Moderna Clinical Trials Support Center
1-877-777-7187
clinicaltrials@modernatx.com

Detailed Description

This is a multi-part, dose-escalation study of mRNA-4157 monotherapy in participants with resected solid tumors (Part A), mRNA-4157 monotherapy lead-in and then in combination with standard of care (SoC) adjuvant chemotherapy followed by mRNA-4157 monotherapy in participants with resected pancreatic ductal adenocarcinoma (PDAC) (Part A2), mRNA-4157 in combination with pembrolizumab in participants with both unresectable (locally advanced or metastatic) solid tumors (Parts B and C) and adjuvant resected cutaneous melanoma (Part D), and mRNA-4157 in combination with pembrolizumab and SoC chemotherapy in peri-operative setting in participants with non-squamous non-small cell lung cancer (NSCLC) (Part E1), squamous cell NSCLC (Part E2), and gastric/ gastroesophageal (GEJ) cancer (Part E3).
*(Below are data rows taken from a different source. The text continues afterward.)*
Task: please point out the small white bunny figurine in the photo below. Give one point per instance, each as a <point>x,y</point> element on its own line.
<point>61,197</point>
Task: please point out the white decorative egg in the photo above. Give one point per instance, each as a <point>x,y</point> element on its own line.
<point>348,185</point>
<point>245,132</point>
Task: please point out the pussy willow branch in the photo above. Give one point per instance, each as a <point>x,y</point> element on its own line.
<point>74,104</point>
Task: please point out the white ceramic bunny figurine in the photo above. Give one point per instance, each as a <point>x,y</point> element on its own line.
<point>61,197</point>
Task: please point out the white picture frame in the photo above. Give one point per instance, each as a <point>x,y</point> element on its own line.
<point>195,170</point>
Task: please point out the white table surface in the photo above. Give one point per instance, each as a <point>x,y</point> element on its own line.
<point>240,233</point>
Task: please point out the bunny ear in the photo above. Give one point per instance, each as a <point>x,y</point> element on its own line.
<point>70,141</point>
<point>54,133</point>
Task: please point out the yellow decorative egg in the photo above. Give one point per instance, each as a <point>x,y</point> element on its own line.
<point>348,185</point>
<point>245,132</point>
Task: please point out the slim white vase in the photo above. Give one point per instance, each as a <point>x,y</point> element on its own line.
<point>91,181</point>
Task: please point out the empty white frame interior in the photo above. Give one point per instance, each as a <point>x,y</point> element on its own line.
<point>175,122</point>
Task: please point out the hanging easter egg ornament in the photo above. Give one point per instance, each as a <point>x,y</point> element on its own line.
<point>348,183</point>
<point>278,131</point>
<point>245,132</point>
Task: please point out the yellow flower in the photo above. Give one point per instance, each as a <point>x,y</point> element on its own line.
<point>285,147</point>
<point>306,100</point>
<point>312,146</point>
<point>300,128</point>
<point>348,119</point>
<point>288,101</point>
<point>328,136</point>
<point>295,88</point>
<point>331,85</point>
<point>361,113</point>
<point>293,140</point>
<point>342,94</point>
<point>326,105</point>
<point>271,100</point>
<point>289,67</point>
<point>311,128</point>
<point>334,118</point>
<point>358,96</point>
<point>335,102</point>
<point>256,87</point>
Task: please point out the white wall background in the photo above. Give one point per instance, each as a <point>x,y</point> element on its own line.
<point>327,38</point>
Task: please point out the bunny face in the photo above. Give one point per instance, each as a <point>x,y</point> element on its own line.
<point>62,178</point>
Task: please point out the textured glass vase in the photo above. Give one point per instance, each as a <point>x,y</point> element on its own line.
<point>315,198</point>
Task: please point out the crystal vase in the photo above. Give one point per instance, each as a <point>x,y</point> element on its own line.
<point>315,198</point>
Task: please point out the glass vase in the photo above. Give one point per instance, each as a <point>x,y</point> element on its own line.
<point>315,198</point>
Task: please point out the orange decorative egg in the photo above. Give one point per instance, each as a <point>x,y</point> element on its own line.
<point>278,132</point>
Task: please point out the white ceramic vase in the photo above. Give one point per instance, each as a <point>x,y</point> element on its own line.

Parts A and B will include a dose escalation phase of the study to identify doses of mRNA-4157 for the expansion phase of the study. Doses of mRNA-4157 will be administered to participants in a dose escalation regimen. Participants in Parts A2, B, C, D, E1, E2 and E3 dose expansion phase will receive mRNA-4157 at a recommended dose for expansion.